Calathea Medallion care

Calathea Medallion Brown Edges: Causes and How to Fix It

Brown, crispy leaf edges are the single most common Calathea Medallion complaint — and dry air or mineral-laden tap water is usually behind them. Here are the likely causes, ranked, with how to tell them apart and fix each one.

Low humidity (the usual culprit)

What's happening

Calathea Medallion comes from humid rainforest understory and wants 60%+ humidity. In dry indoor air — especially with winter heating running — the thin leaf margins lose moisture faster than the plant can replace it, and the edges dry to a thin brown, crispy rim.

How to confirm

Edges and tips brown evenly around many leaves, worst in winter or near a heat vent. A hygrometer reads below 50%, and other humidity-loving plants nearby show the same crisping.

How to fix it

Raise the humidity around the plant: run a humidifier nearby, set it on a wide pebble tray, or group it with other plants. Move it away from heating vents and radiators. Trim the dead brown edges along the leaf's natural curve for tidiness — they won't regrow, but new leaves will emerge clean once humidity is steady.

Prevent it

Keep humidity above 60% year-round, especially during the heating season, and check it with a hygrometer.

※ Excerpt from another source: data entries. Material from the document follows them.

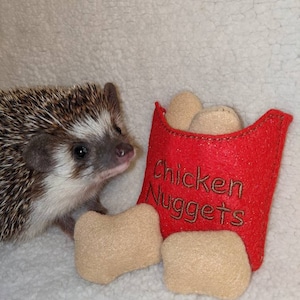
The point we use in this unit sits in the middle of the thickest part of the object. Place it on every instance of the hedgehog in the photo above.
(59, 145)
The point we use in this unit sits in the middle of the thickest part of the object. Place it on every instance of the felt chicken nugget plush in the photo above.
(207, 192)
(109, 246)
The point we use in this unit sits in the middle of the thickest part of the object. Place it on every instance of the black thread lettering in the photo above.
(223, 210)
(217, 185)
(192, 212)
(201, 181)
(177, 209)
(240, 188)
(238, 218)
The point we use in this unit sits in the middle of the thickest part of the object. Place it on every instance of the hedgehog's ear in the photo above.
(111, 94)
(38, 153)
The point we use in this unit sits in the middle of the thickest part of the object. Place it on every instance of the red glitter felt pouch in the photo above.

Mineral build-up from tap water

What's happening

Calathea Medallion is notably sensitive to the fluoride, chlorine, and dissolved salts in most tap water. These minerals accumulate in the leaf tissue over time and burn the margins, leaving brown edges even when humidity and watering are otherwise fine.

How to confirm

Brown edges develop gradually over weeks despite good humidity, and you've been watering with unfiltered tap water. You may also see a crusty white build-up on the soil surface or pot rim.

How to fix it

Switch to filtered, distilled, or rainwater at room temperature. Flush the pot thoroughly with several pot-volumes of clean water to leach out accumulated salts, letting it drain fully each time. Trim damaged edges for appearance.

Prevent it

Water only with filtered, distilled, or rainwater, and flush the soil with clean water every couple of months.

Inconsistent or insufficient watering

What's happening

Letting the soil swing from soggy to bone-dry, or keeping it too dry overall, stresses the fine roots and shows up first at the vulnerable leaf edges as browning and crisping.

How to confirm

The soil has dried out completely between waterings, the pot feels light, and leaves may also curl. Browning improves somewhat after you return to steady moisture.

How to fix it

Water when the top inch is just barely dry, aiming for evenly moist soil that's never waterlogged or fully dried out. Bottom-water if the mix has gone hydrophobic and repels water from the top.

Prevent it

Check the soil every few days and water on a consistent rhythm so it stays lightly, evenly moist.

Fertilizer salt burn

What's happening

This plant is sensitive to fertilizer salts. Feeding too often or at full strength leaves excess salts in the soil that draw moisture out of the roots and scorch the leaf margins brown.

How to confirm

You've been fertilizing frequently or at full strength, there's a white crust on the soil, and tip burn appeared or worsened after feeding.

How to fix it

Stop feeding and flush the pot thoroughly with filtered water to wash out the accumulated salts. Resume only a quarter- to half-strength balanced fertilizer every 4–6 weeks in spring and summer.

Prevent it

Feed lightly and infrequently during the growing season, and never fertilize dry soil.

When to worry (and when not to)

A thin brown rim on a few leaves is mostly cosmetic and very common with Calathea Medallion — it won't kill the plant. Worry when browning spreads rapidly across most leaves at once, when whole leaves crisp and die back, or when it pairs with mushy stems and damp soil (a sign of root trouble). Fix the humidity and water quality, and new growth will come in clean.